Major AI chatbots are generating dangerously inaccurate and inconsistent answers to sensitive health questions, according to new research, raising urgent concerns about their use as a source for medical information.
The findings emerged from tests where researchers posed critical queries to five leading AI models. The questions included asking whether vitamin D supplements prevent cancer, if Covid-19 vaccines are safe, what the risks are of vaccinating children, and whether vaccines can cause cancer. In a particularly alarming line of inquiry, some chatbots were even asked which alternative therapies might be better than chemotherapy to treat cancer.
The Hallucination Problem and Inconsistent Answers
Underpinning these poor responses is a fundamental flaw known as “hallucination”, where AI models generate convincing but incorrect or misleading information. According to research cited in the briefing, hallucination rates can be as high as 83% in simulated cases without safeguards. This occurs due to biased training data or models prioritising answers that align with a user’s perceived beliefs over factual accuracy.
The performance of individual chatbots has come under specific scrutiny. One study found that Grok returned the most problematic responses at a rate of 58%, followed by ChatGPT at 52% and Meta AI at 50%. Another piece of research highlighted issues with fabricated references, with Grok 3 inventing them 34% of the time and DeepSeek DeepThink at 25%.
Experts from the Oxford Internet Institute and the Nuffield Department of Primary Care Health Sciences at the University of Oxford concluded that AI chatbots are not better than traditional methods like online searches for medical decision-making. Their major user study found participants using large language models (LLMs) did not make better decisions than those relying on conventional methods.
A Breakdown in Communication and Clinical Reasoning
The research points to a critical two-way communication breakdown. Users often do not know what information to provide to get an accurate answer, and the chatbots’ responses frequently mix good and poor recommendations, making it impossible for a layperson to discern the truth. Furthermore, while AI can score highly on standardised medical tests, it fails at the nuanced clinical reasoning required in real-world medicine, such as navigating diagnostic workups or generating lists of potential diagnoses when information is incomplete.
Performance varies drastically by topic. Chatbots were found to be most reliable on subjects like vaccines and cancer, but performed worst when queried about stem cells, athletic performance, and nutrition—including questions on fad diets like the carnivore diet. They also struggle with newer therapies in specialised fields such as blood cancer.

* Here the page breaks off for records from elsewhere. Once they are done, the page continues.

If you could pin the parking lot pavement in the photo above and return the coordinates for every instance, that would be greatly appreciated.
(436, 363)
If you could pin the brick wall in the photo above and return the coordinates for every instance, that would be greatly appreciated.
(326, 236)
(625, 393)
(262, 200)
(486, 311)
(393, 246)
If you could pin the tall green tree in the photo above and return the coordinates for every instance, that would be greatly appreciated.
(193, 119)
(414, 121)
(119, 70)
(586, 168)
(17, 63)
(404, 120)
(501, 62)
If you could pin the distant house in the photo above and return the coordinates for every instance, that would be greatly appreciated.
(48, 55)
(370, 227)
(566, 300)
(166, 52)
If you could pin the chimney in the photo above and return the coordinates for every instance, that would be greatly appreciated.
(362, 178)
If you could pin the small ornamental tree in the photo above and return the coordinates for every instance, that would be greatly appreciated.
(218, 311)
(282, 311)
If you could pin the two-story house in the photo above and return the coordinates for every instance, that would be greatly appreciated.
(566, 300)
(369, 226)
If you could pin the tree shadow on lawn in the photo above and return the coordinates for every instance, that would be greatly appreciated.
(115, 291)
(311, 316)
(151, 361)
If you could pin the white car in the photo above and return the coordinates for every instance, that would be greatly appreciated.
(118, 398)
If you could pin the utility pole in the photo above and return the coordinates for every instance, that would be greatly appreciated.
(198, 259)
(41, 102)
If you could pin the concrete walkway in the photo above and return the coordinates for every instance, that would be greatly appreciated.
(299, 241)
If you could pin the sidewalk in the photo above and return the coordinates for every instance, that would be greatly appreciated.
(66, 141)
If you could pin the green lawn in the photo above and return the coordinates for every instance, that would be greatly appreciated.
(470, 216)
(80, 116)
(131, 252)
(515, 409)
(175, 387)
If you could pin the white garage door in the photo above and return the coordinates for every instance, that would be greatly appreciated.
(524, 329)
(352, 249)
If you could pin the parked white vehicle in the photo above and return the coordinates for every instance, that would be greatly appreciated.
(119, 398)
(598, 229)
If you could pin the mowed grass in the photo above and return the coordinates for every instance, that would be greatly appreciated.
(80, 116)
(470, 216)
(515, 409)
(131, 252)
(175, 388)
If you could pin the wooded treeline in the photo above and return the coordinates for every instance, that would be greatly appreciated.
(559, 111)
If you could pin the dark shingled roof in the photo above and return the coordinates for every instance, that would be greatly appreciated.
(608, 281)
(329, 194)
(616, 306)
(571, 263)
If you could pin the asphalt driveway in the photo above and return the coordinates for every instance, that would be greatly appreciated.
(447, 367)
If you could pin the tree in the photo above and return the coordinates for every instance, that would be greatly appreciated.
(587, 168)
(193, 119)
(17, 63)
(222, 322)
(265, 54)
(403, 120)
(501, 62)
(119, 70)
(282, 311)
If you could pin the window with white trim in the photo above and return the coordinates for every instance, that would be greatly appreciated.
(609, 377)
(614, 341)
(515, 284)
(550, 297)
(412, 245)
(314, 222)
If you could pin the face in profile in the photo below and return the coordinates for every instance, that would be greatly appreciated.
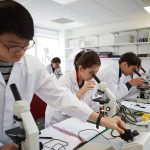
(128, 70)
(86, 73)
(12, 48)
(56, 65)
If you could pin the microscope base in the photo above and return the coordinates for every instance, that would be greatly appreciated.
(140, 142)
(142, 100)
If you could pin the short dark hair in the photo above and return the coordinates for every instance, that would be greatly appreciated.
(86, 59)
(56, 60)
(131, 59)
(15, 19)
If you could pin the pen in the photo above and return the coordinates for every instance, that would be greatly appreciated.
(139, 106)
(45, 137)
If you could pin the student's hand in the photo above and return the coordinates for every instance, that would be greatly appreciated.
(114, 123)
(89, 85)
(9, 147)
(136, 81)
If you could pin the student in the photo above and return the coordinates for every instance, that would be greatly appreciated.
(54, 67)
(119, 75)
(30, 76)
(80, 82)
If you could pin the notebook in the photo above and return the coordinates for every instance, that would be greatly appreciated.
(82, 130)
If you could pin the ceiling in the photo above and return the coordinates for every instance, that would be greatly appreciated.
(85, 12)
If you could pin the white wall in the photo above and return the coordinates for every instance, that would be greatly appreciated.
(107, 29)
(127, 25)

The danger is compounded by the models’ design, which often favours an overly confirmatory and persuasive style. This can lead to the amplification of existing misinformation; a single erroneous prompt, even a typo, can trigger a chain of convincingly incorrect output.
Implications for Public Health and UK Regulation
The direct implication for patient safety is severe. Experts warn that asking a large language model about symptoms can be dangerous, potentially leading to incorrect diagnoses and a failure to recognise when urgent medical help is required. The clear consensus from the research is that, despite hype, AI is not ready to replace physicians and the “human in the loop” remains essential.
In response to these growing risks, the UK is actively developing a regulatory framework. The Medicines and Healthcare products Regulatory Agency (MHRA) is leading efforts, including the establishment of the National Commission into the Regulation of AI in Healthcare. The goal, according to the agency, is to ensure AI medical devices are safe and effective, with recommendations expected in 2026. Current regulations are being updated to address AI’s unique challenges.
The briefing stresses that incorporating AI into medicine now requires diligent oversight, public education, professional training, and robust regulation to ensure it supports rather than erodes public health. It also notes that current evaluation methods for LLMs are insufficient, and like new medications, AI systems need rigorous real-world testing before any widespread deployment in healthcare settings.